Armyn

Panoptisch

20.07.2011 | 19:23

Ostdeutsche Verwirrung

Neulich kam mir im Bahnhofsgebäude eine merkwürdige Person entgegen. Verwundert hat mich nicht, dass sie klein, dünn oder weiblich war, sondern der weiße Schriftzug auf ihrem schwarzen T-Shirt. Dort prangerte in Fraktur-Schriftzeichen "Ostdeutschland" auf der sonst unscheinbaren Brust.
Ich verfiel sofort ins philosophieren.

Bedeutet dieser Aufdruck Nationalismus oder Antinationalismus? Bedeutet es eine postmoderne Affirmation der sozialistischen Vergangenheit? Aber warum erinnert es dann an die martialische Aufmachung von Neonazis? Mache ich mir hier zu viele Gedanken um eine blöde Kuh oder verbirgt sich dahinter eine komplexe Fragestellung der postsozialistischen Gesellschaften?

Als erstes kam mir das ideologische Vakuum in den Sinn, dass die autoritäre DDR-Führung hinterließ. Und damit meine ich nicht Bürger, die in der DDR aufgewachsen sind und bewusst gelebt haben. Im Gegenteil, das eigentliche Opfer dieses radikalen Wandels war die 90er-Generation. Gerade noch so in Polikliniken geboren, wuchsen sie mit Erzählungen über eine Welt auf, die nicht mehr existierte und dennoch immer präsent blieb.

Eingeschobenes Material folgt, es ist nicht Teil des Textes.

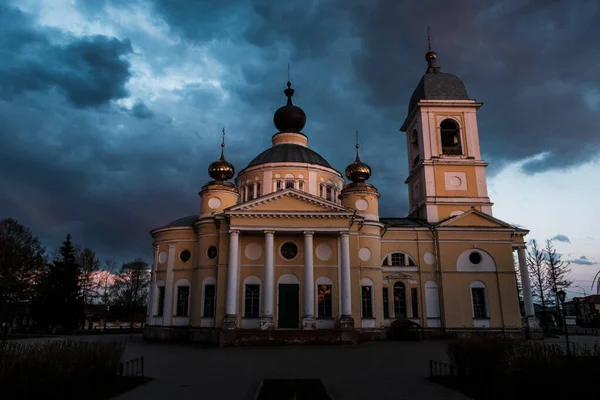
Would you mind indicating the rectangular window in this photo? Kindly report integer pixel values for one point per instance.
(183, 293)
(251, 302)
(210, 292)
(414, 302)
(397, 259)
(325, 306)
(367, 302)
(160, 307)
(479, 307)
(386, 304)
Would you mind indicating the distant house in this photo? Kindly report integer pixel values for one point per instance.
(585, 309)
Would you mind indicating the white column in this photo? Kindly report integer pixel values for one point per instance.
(269, 285)
(346, 288)
(168, 312)
(309, 280)
(232, 274)
(525, 285)
(152, 293)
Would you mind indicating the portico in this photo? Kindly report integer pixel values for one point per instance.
(302, 267)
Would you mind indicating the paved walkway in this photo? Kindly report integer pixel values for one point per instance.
(384, 370)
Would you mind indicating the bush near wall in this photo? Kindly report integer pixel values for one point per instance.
(489, 367)
(62, 369)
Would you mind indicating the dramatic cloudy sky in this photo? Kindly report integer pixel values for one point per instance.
(110, 111)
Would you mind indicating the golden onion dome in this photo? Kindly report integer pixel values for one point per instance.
(358, 171)
(221, 170)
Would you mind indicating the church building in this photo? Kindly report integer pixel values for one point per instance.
(293, 248)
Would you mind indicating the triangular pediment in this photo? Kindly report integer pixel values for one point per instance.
(288, 201)
(475, 218)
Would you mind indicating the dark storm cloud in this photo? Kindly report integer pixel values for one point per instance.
(583, 260)
(561, 238)
(109, 175)
(90, 71)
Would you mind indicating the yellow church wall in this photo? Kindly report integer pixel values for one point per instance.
(440, 180)
(289, 203)
(300, 223)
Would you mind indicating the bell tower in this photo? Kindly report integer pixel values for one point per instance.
(446, 173)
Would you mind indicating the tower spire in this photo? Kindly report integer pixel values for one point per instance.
(431, 56)
(357, 146)
(223, 144)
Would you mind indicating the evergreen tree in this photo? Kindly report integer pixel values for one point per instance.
(59, 301)
(558, 272)
(538, 275)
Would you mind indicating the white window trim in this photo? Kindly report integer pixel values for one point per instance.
(160, 283)
(324, 280)
(182, 283)
(407, 257)
(367, 282)
(480, 285)
(252, 280)
(209, 280)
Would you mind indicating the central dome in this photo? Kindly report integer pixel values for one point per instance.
(289, 118)
(289, 153)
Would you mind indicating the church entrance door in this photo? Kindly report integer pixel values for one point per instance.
(288, 310)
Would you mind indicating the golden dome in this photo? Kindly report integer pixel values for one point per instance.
(358, 171)
(221, 170)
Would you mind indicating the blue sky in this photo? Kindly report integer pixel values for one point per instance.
(110, 111)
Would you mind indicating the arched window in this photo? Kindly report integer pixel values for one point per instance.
(366, 297)
(414, 146)
(252, 297)
(479, 300)
(398, 259)
(450, 135)
(183, 298)
(324, 297)
(160, 299)
(399, 300)
(209, 296)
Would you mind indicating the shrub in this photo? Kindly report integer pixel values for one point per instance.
(60, 367)
(496, 368)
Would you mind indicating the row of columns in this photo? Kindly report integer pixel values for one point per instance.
(267, 320)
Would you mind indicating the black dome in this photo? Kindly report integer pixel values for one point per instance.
(438, 86)
(289, 118)
(290, 153)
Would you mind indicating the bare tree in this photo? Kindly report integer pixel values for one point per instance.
(558, 272)
(106, 279)
(88, 268)
(22, 264)
(131, 286)
(538, 275)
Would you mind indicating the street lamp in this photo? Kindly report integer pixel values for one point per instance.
(561, 297)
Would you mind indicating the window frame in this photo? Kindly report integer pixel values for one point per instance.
(254, 300)
(213, 300)
(484, 313)
(401, 304)
(386, 302)
(160, 300)
(179, 304)
(366, 302)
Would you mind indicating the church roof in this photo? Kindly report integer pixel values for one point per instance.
(183, 221)
(435, 85)
(291, 153)
(402, 222)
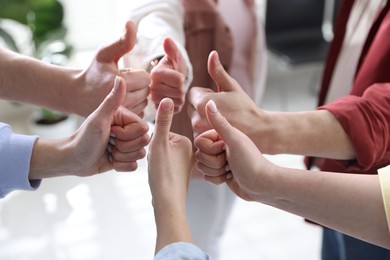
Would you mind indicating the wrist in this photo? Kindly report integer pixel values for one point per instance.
(49, 159)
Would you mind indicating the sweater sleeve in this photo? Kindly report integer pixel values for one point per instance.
(384, 178)
(155, 20)
(181, 251)
(15, 157)
(366, 120)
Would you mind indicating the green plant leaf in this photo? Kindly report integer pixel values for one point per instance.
(9, 41)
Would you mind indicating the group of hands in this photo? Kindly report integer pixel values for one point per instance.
(114, 136)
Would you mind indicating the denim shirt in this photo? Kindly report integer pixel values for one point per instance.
(15, 157)
(181, 251)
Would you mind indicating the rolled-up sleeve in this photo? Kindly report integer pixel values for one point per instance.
(15, 157)
(181, 251)
(366, 120)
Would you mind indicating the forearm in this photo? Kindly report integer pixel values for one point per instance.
(171, 224)
(310, 133)
(28, 80)
(351, 204)
(49, 159)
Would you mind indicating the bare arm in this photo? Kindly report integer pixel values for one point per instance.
(169, 166)
(349, 203)
(71, 90)
(73, 155)
(29, 80)
(312, 133)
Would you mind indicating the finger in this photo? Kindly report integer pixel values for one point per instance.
(115, 51)
(205, 170)
(216, 180)
(111, 103)
(168, 77)
(128, 146)
(135, 79)
(124, 166)
(127, 157)
(219, 122)
(212, 161)
(163, 119)
(136, 101)
(209, 142)
(173, 53)
(131, 130)
(221, 78)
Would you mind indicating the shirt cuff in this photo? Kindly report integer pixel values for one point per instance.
(16, 162)
(181, 251)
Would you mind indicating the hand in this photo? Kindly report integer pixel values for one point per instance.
(87, 151)
(227, 155)
(168, 77)
(170, 160)
(112, 137)
(233, 102)
(100, 75)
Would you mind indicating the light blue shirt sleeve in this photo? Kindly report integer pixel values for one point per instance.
(15, 157)
(181, 251)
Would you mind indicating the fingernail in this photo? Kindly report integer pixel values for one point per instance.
(116, 84)
(212, 106)
(166, 106)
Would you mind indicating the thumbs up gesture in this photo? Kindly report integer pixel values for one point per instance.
(112, 137)
(170, 160)
(228, 155)
(100, 75)
(168, 77)
(232, 101)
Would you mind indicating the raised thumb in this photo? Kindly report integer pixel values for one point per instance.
(115, 51)
(113, 100)
(217, 72)
(219, 122)
(163, 119)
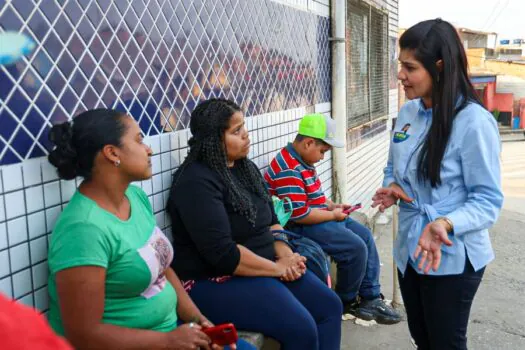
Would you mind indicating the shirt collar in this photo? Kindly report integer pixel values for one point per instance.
(423, 110)
(428, 111)
(294, 154)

Während draußen die Wirtschaft kollabierte und die Eltern den Job verloren, gab es beim Abendbrot nebenbei Erinnerung an die sozialistische Vergangenheit präsentiert. Selbst Eltern, die dem System kritisch gegenüber standen, lebten, liebten und feierten darin. Auch sie lieferten ihren Kindern eine verzerrte Erinnerung.

In den Medien sah die Vergangenheitsbewältigung ganz anders aus. Mit dem "real ehemals existierenden Sozialismus" wurde auf allen Ebenen abgerechnet. Und auch gesellschaftlich, im Bekanntenkreis und im sozialen Umfeld gingen die Meinungen auseinander, entsprechend der Wende-Gewinner/Verlierer Linie.

In so einer polarisierten Atmosphäre aufzuwachsen ist gefährlich. Gerade Gruppierungen wie die neonazistischen "Autonomen Nationalisten" oder die NPD bedienen beide Seiten dieser schizophrenen Politikkultur. Sie servieren den Küchentisch-Sozialismus der Eltern und einheitsdeutsche Phantasien der Medienlandschaft. In den Köpfen wird der nationalistische Fetisch mit einer sozialistischen Ader kombiniert. Deutsche Geschichte reloaded.

Als die "Ostdeutschland"-Tussi an mir vorbei geschritten war, blickte ich mich zu ihr um. Auf ihrem Rücken prangerte das Bild einer Faust mit einem gestachelten Schlagring darüber. Wahrscheinlich aus der Hooligan-Szene. Vielleicht doch nur eine blöde Kuh.